The Kuvée bottle has been funded on crowdfunding site IndieGoGo, and looks set to become a reality. The bottle costs $179 (£125), and users need to buy special wine cartridges to stick in the bottom when they want a drink.

The Kuvée's marketing is strange - the promotional video sings the praises of the screen, which can give you information like the variety of wine you're drinking, its strength, good food pairings and some information about the vineyard. In other words, it does the same thing as a paper label.

The Kuvée bottle (centre) with its metal wine inserts on either side
The Kuvée bottle (centre) with its metal wine inserts on either side (Kuvée/IndieGoGo)

Amazingly, since the Kuvée is made of opaque aluminium, users can also check the screen for an estimate of how much is left in the bottle - a solution to a problem which no-one who drinks from a glass wine bottle has ever had.

Hook the bottle up to your WiFi and you can order new wine through the screen, although if you've got the bottle you already own a smartphone or laptop which can do the same thing. And since it runs on a battery, you'll have to recharge it every few hours.

The real product at the heart of Kuvée is the aluminium bottles which slot in the bottom - they don't let any light in, reducing the risk of the wine spoiling over time, and a simple valve covered by a screw-top cap apparently prevents too much air reaching the drink.


Kuvée claims the bottles will keep the wine fresh for up to 30 days, and since they're lighter and smaller, they're better for the environment.
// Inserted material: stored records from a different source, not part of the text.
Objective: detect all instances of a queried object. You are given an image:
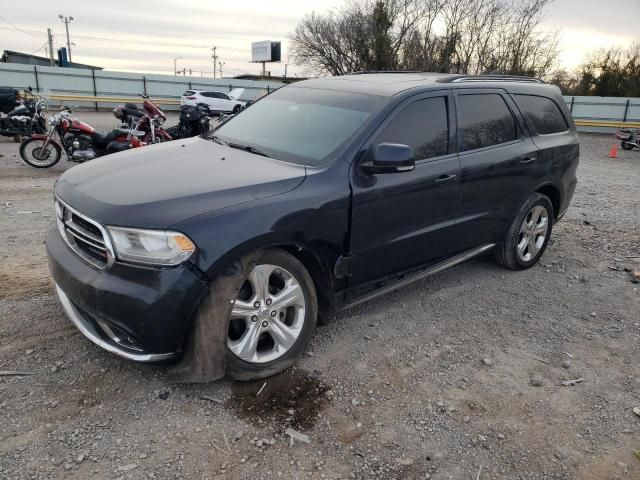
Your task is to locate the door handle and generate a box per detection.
[435,173,457,183]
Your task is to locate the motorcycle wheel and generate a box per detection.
[20,138,62,168]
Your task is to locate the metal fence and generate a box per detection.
[0,63,640,133]
[564,96,640,133]
[0,63,284,109]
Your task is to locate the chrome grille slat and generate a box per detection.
[65,227,107,251]
[56,198,115,269]
[65,220,106,248]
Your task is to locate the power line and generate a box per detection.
[0,16,44,37]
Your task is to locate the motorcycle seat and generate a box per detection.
[93,128,129,150]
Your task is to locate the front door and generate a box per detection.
[349,91,460,286]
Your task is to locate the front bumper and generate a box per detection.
[46,225,208,362]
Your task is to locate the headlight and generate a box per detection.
[107,227,196,266]
[53,198,64,220]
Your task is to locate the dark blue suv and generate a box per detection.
[47,73,579,381]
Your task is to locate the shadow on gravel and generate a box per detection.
[225,369,330,431]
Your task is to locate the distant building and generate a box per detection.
[0,50,102,70]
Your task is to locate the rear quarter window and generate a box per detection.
[514,95,569,135]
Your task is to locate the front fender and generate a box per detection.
[28,133,64,151]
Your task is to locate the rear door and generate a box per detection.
[350,91,460,286]
[512,93,579,215]
[455,89,540,250]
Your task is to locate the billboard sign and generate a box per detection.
[251,40,271,62]
[251,40,281,63]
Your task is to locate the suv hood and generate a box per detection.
[55,137,306,229]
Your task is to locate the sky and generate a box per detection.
[0,0,640,77]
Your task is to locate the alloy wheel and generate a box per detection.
[516,205,549,262]
[227,264,306,363]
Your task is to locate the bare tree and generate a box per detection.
[292,0,558,76]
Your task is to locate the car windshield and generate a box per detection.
[209,87,386,166]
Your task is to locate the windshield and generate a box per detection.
[209,87,386,166]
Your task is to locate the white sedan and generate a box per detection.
[180,88,247,113]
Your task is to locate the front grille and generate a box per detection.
[56,199,114,268]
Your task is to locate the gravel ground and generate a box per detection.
[0,113,640,480]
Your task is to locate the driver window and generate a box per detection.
[375,97,449,160]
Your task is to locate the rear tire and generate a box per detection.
[495,193,553,270]
[20,137,62,168]
[226,249,318,381]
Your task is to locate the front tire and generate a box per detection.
[495,193,553,270]
[226,249,318,381]
[20,137,62,168]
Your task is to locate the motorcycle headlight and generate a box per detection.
[107,227,196,266]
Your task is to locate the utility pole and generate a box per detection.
[58,15,73,63]
[47,28,56,67]
[211,45,218,78]
[173,57,182,75]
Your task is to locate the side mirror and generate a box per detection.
[362,143,416,174]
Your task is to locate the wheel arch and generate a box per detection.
[535,183,562,220]
[207,234,337,323]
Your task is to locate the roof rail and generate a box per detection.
[345,70,429,75]
[443,75,544,83]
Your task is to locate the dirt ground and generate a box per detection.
[0,114,640,480]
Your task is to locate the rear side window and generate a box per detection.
[456,93,518,152]
[376,97,449,160]
[514,95,569,135]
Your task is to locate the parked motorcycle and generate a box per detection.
[127,93,173,144]
[167,103,211,138]
[616,128,640,150]
[20,108,138,168]
[0,87,47,142]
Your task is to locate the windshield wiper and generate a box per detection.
[227,143,271,158]
[207,135,229,146]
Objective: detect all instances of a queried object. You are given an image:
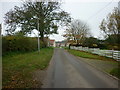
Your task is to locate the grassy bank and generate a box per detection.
[67,49,120,78]
[2,48,53,88]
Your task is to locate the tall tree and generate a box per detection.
[5,0,71,41]
[100,7,120,36]
[64,20,90,44]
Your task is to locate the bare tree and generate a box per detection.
[64,19,90,44]
[100,7,120,36]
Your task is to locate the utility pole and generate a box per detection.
[118,1,120,12]
[37,19,40,52]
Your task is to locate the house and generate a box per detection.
[56,41,67,47]
[48,39,56,47]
The idea is that users could have a few bottles open at a time, without worrying about them going off. It's a good idea, but it seems like the internal metal bottles could do the job on their own, without their £125 digital casing.

Once you've got a Kuvée, you're locked into the system. You can only use it with Kuvée-compatible bottles, limiting what you can drink. From the proposed launch date in October, you'll be able to choose from 48 wines from 12 different wineries, most of them in the £10-£20 range, a choice which will expand over time.

It's a similar system to those coffee pod machines, which limit you to buying a certain range of brand-specific capsules. At least they make coffee brewing a little easier, by getting rid of all the mess and equipment - it's difficult to see what major advantages the Kuvée's physical DRM offers over the regular glass wine bottle, which wasn't exactly crying out for 'disruption'.

At any rate, it might not make it to the UK for a while. The first 1,000 bottles will ship to customers in California and Massachusetts in October, while other states will follow afterwards.

Us Brits will have to struggle on with our dumb glass bottles for the time being.